If you then add all Amazon features like movie and music streaming, Prime delivery, cloud storage and so on on top of it we can be pretty sure that the device will sell like sliced bread. Chris Ziegler wrote a very interesting editorial at This is my next in which he points out 

And here’s the craziest part: on the strength of the entirety of the Amazon ecosystem — Kindle, Whispersync, and so on — the Kindle Fire will be the greatest and most popular Android-powered tablet ever created. By miles and miles and miles. And it’ll happen without Google’s blessing, without Andy Rubin’s blessing, without the Android Market.

Now, what will be the implications for education? First of all, the Kindle Fire has the potential to surpass the adoption of the iPad in schools and universities pretty quickly. The device is significantly cheaper and it offers the core functions students need in terms of being the replacement of textbooks. 

Which is, of course, strongly tied to the Kindle Textbook Rentals platform. With a Kindle Fire, students have immediate access to all books Amazon is offering. Students can also borrow books in over 10.000 libraries across the US and this number will also rise. 

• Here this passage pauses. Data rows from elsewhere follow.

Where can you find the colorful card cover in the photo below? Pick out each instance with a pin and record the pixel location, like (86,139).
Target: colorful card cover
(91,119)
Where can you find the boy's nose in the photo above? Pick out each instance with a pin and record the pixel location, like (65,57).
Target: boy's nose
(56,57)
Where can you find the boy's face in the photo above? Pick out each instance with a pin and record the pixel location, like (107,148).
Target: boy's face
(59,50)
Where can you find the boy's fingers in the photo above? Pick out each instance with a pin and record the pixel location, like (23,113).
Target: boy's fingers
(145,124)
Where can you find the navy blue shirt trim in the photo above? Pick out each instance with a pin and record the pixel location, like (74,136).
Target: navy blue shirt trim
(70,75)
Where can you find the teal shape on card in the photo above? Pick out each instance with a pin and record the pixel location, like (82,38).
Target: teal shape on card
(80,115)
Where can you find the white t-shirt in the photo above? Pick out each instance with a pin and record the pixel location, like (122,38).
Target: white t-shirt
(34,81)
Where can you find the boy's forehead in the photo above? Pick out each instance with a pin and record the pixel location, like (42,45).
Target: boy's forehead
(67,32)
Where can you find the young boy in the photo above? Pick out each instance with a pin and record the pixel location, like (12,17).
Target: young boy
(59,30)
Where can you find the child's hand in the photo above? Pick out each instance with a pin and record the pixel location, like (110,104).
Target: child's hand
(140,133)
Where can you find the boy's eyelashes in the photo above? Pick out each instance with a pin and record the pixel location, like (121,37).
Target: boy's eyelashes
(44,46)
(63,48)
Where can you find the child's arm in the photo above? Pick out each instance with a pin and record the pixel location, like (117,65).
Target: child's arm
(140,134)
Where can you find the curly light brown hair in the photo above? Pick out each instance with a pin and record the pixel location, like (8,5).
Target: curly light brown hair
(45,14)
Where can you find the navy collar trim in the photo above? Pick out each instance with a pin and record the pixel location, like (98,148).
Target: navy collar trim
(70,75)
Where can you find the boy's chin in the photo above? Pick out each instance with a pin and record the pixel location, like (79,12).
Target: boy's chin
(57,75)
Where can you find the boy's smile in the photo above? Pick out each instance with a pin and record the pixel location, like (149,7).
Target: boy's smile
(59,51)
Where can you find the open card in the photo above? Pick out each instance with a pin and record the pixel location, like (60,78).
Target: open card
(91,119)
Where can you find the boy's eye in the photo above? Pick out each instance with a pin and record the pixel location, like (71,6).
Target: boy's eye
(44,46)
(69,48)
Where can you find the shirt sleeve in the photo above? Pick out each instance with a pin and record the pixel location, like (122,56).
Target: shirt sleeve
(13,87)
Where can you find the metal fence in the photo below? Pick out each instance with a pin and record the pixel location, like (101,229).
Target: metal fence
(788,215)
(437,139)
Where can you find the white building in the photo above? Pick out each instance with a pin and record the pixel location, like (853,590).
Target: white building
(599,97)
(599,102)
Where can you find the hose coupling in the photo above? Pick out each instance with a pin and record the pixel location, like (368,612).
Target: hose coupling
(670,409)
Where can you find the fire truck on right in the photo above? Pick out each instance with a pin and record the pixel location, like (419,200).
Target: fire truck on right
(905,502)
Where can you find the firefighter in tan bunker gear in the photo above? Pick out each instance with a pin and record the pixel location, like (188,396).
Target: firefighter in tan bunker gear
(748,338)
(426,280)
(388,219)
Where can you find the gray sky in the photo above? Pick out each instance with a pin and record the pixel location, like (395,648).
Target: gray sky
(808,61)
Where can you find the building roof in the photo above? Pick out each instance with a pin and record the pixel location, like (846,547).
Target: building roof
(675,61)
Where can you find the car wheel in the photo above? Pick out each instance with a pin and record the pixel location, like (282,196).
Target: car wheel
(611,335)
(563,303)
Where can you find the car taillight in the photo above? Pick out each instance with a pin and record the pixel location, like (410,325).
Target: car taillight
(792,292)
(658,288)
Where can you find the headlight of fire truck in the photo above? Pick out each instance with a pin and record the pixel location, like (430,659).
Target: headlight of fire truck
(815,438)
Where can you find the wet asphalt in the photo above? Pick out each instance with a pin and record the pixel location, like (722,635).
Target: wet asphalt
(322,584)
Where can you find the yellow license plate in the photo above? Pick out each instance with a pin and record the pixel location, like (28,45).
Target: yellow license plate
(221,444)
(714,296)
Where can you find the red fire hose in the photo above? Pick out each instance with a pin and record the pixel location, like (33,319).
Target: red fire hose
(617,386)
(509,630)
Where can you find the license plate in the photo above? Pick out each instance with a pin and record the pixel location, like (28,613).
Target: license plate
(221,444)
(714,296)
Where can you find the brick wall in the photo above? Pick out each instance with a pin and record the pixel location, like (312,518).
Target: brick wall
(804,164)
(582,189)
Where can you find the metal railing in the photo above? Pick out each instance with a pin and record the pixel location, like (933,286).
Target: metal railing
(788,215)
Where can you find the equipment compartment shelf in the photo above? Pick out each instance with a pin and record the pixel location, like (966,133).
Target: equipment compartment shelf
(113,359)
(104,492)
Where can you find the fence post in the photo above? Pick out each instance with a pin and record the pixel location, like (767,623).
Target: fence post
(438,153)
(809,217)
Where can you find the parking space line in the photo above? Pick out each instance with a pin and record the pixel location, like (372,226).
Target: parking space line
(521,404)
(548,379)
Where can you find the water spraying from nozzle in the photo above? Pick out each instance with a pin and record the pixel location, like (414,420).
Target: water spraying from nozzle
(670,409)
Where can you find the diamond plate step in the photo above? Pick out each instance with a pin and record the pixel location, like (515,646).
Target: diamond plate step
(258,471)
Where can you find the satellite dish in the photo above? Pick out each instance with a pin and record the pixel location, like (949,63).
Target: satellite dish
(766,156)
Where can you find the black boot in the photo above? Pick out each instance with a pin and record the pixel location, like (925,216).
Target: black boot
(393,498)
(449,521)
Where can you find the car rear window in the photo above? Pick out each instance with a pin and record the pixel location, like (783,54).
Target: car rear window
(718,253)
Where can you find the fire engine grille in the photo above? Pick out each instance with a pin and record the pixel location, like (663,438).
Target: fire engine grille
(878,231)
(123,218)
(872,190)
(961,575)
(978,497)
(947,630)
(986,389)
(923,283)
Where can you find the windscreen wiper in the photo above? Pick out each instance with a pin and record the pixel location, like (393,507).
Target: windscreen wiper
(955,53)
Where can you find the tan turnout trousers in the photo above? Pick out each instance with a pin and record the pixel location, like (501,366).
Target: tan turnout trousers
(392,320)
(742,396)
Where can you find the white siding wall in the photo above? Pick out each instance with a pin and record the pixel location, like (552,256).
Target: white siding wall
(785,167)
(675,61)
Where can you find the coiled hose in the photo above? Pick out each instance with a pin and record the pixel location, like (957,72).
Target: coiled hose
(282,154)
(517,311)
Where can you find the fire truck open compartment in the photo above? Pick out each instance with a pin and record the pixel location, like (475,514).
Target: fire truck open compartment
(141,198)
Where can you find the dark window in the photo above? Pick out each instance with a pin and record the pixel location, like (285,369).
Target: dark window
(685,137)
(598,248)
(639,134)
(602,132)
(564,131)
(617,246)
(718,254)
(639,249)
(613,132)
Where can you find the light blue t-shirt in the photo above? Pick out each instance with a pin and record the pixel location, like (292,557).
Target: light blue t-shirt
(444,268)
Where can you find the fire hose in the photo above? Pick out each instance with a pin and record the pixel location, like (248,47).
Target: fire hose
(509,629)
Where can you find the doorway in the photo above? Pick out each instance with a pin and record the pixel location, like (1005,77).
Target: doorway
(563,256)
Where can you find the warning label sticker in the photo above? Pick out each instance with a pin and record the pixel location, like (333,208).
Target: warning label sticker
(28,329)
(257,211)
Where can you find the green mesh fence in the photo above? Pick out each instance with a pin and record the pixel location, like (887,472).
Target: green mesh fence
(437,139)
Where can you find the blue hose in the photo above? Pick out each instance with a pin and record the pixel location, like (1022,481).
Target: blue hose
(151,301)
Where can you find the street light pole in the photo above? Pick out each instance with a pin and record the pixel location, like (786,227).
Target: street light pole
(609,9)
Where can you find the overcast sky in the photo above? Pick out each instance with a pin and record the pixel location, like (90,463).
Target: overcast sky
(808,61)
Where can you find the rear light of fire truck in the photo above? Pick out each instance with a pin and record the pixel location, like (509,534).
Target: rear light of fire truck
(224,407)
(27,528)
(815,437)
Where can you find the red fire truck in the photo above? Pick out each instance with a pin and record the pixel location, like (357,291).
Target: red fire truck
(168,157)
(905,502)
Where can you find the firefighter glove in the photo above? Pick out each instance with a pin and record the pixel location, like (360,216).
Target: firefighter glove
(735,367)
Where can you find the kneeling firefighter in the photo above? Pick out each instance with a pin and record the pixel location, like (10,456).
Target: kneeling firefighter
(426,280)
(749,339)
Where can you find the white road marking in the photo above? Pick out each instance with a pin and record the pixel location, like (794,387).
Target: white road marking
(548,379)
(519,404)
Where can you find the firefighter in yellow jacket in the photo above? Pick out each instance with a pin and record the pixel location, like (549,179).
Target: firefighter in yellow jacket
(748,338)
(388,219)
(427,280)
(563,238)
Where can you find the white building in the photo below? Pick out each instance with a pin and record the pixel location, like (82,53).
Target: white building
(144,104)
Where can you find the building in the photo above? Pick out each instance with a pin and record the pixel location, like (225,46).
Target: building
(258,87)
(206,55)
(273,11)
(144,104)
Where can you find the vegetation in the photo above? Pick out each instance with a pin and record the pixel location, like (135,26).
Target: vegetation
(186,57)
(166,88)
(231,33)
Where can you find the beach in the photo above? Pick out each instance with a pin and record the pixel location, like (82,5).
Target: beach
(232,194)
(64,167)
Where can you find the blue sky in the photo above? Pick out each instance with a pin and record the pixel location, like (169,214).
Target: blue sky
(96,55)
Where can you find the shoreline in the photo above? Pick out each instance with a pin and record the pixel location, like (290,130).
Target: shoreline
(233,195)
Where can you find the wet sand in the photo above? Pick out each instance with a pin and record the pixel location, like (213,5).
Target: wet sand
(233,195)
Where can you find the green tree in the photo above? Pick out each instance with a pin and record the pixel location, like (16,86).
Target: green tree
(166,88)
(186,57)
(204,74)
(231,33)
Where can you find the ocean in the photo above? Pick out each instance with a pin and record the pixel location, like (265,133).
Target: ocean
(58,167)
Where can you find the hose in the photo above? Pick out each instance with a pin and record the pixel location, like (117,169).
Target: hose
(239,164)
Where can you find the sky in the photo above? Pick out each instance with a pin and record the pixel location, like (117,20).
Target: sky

The new Amazon Ecosystem with its own app market place has enough potential to attract a significant amount of developers who just need to bring their Android application over. But other than the open Android marketplace which has not really taken off in terms of revenue compared to the iTunes store up to now, the Amazon marketplace is tied to the very convenient Amazon payment system which is pretty similar to iTunes. Also, Amazon is controlling the experience like Apple does in its walled garden, and therefore developers find more structure when working on applications for Amazon. 

Taking all that in consideration, there is a huge potential for educational applications on the Amazon Fire. For me apps on the iOS platform have shown some of the most interesting innovations in education lately and though the Amazon Fire has no camera or microphone, there is still enough room to innovate on. Sometimes it’s even better to focus on one dimension which in the case of the Kindle Fire is clearly consumption. 

Meanwhile, on the other side of the globe India is getting ready for the launch of the long awaited $35 tablet. Minister Kapil Sibal says that “This is not just a dream, it is a reality”. Welcome to the post PC era.